Il n’y a pas de peinture plus silencieuse queAnnoncé par Antonello da Messina dans la solitude de Palais Abatellis. L’intuition du voile bleu sur fond noir nous transfère de la lumière éblouissante du fond doré, si répandue dans le tableau immédiatement précédent, y compris par Antonello lui-même, à l’intimité de la nuit comme lieu de solitude et de réflexion.

La Madone est tendue, concentrée : elle entend les voix. La voix de Dieu. Le voile ne la cache pas mais encadre son visage. On regarde ses yeux qui ne nous regardent pas. Son regard dépasse le nôtre, il est pourtant ailleurs. Ses lèvres sont fermées dans un silence impénétrable. Pourtant, aucune image n’est plus éloquente que celle-ci.

Aucune voix humaine ne peut l’atteindre, seule la voix de Dieu. Elle écoute les paroles de l’ange qui n’est pas devant elle mais en elle. Et pendant qu’il se tait et écoute, ses mains parlent, les plus éloquentes que nous ayons vues. Au-dessus du pupitre, dont le style gothique tardif nous indique l’époque d’une peinture intemporelle, la main droite s’avance dans un geste de répulsion pour éloigner quiconque veut s’approcher : celui d’entre nous qui le regarde, le peintre, le Ange lui-même.

La Vierge défend et délimite son espace.
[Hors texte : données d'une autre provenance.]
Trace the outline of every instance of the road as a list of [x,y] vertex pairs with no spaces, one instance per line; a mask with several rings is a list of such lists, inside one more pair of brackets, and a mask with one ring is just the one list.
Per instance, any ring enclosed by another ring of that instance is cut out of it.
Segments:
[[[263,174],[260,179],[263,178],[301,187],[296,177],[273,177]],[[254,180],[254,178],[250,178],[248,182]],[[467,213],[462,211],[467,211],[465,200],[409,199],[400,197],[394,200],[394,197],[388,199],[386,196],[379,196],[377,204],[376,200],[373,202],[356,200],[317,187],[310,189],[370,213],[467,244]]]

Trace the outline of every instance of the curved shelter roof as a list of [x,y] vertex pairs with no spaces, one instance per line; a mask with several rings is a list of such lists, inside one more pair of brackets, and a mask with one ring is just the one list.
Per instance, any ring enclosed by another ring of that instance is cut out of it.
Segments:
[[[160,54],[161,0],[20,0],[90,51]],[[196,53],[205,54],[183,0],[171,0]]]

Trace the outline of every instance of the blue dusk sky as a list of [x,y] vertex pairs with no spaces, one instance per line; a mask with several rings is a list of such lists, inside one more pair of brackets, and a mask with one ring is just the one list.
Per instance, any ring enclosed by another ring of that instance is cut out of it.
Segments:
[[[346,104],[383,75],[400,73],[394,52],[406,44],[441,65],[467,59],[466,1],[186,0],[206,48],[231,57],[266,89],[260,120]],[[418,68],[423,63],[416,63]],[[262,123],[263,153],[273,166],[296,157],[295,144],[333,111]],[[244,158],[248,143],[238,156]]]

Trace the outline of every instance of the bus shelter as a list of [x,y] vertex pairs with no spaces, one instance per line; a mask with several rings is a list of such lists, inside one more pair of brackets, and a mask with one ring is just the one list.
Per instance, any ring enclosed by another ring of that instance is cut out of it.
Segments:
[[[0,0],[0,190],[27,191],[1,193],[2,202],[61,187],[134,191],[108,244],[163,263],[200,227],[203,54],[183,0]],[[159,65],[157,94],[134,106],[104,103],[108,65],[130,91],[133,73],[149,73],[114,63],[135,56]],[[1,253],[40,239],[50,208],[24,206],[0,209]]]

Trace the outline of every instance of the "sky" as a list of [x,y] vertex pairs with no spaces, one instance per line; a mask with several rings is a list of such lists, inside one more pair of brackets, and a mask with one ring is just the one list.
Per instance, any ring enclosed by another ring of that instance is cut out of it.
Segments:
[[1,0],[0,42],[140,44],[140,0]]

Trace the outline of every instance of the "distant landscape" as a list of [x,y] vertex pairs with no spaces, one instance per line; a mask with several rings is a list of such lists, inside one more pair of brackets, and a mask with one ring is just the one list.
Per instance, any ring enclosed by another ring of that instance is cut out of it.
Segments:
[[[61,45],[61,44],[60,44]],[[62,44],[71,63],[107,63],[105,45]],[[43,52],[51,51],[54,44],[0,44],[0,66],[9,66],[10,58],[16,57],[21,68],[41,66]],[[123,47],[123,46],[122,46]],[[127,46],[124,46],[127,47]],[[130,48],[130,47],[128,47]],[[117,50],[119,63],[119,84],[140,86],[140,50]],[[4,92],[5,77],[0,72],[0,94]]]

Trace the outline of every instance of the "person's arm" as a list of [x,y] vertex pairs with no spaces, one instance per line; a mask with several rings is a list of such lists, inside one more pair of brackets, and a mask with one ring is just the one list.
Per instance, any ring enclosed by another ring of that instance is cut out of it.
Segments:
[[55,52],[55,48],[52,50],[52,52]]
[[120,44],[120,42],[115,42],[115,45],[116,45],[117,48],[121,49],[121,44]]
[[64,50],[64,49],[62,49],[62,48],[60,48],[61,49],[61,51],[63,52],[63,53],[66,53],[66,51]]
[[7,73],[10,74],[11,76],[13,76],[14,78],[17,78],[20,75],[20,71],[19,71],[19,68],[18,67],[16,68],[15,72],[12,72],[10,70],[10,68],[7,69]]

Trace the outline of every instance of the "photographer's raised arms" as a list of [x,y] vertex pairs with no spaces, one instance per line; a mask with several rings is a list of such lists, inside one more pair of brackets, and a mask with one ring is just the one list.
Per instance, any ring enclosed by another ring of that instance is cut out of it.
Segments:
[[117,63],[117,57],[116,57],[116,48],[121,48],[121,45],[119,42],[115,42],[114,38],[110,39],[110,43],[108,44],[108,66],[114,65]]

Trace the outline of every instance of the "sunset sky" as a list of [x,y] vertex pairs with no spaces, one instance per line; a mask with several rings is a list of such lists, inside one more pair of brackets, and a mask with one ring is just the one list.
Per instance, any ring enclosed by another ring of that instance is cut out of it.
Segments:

Personne ne doit se permettre de l’envahir, de l’occuper. On ressent aussi la mesure de cette distance grâce à la position diagonale du pupitre qui indique un champ, une limite. L’autre main va en sens inverse, vers le cœur : elle serre le voile pour le fermer, sans défense, d’un geste très humain et modeste. La Vierge se couvre, cache les formes de son corps. Mais ce n’est pas seulement cela.

Antonello da Messina : « Annunciata », vers 1475. Palais Abatellis, Palerme (photo Getty Images).

Le voile devient comme une armure avec ses larges rabats. En le fermant, Marie montre qu’elle défend et protège ce qu’elle sait porter en elle : la semence du Christ. Cette main assume une grande responsabilité, scelle un destin. Ces mains parlent donc, elles nous disent tout tandis que les lèvres se taisent.

Le langage des mains d’Antonello est particulièrement vivant. On le retrouve dans Salvator Mundi de la Galerie nationale de Londres. Ici, le Christ ne voudrait pas rester silencieux. Son regard est désarmé, ses lèvres entrouvertes. Et sur le point de nous dire quelque chose comme quelqu’un qui surgit d’une profondeur lointaine pour nous rencontrer et s’annonce avec ses mains.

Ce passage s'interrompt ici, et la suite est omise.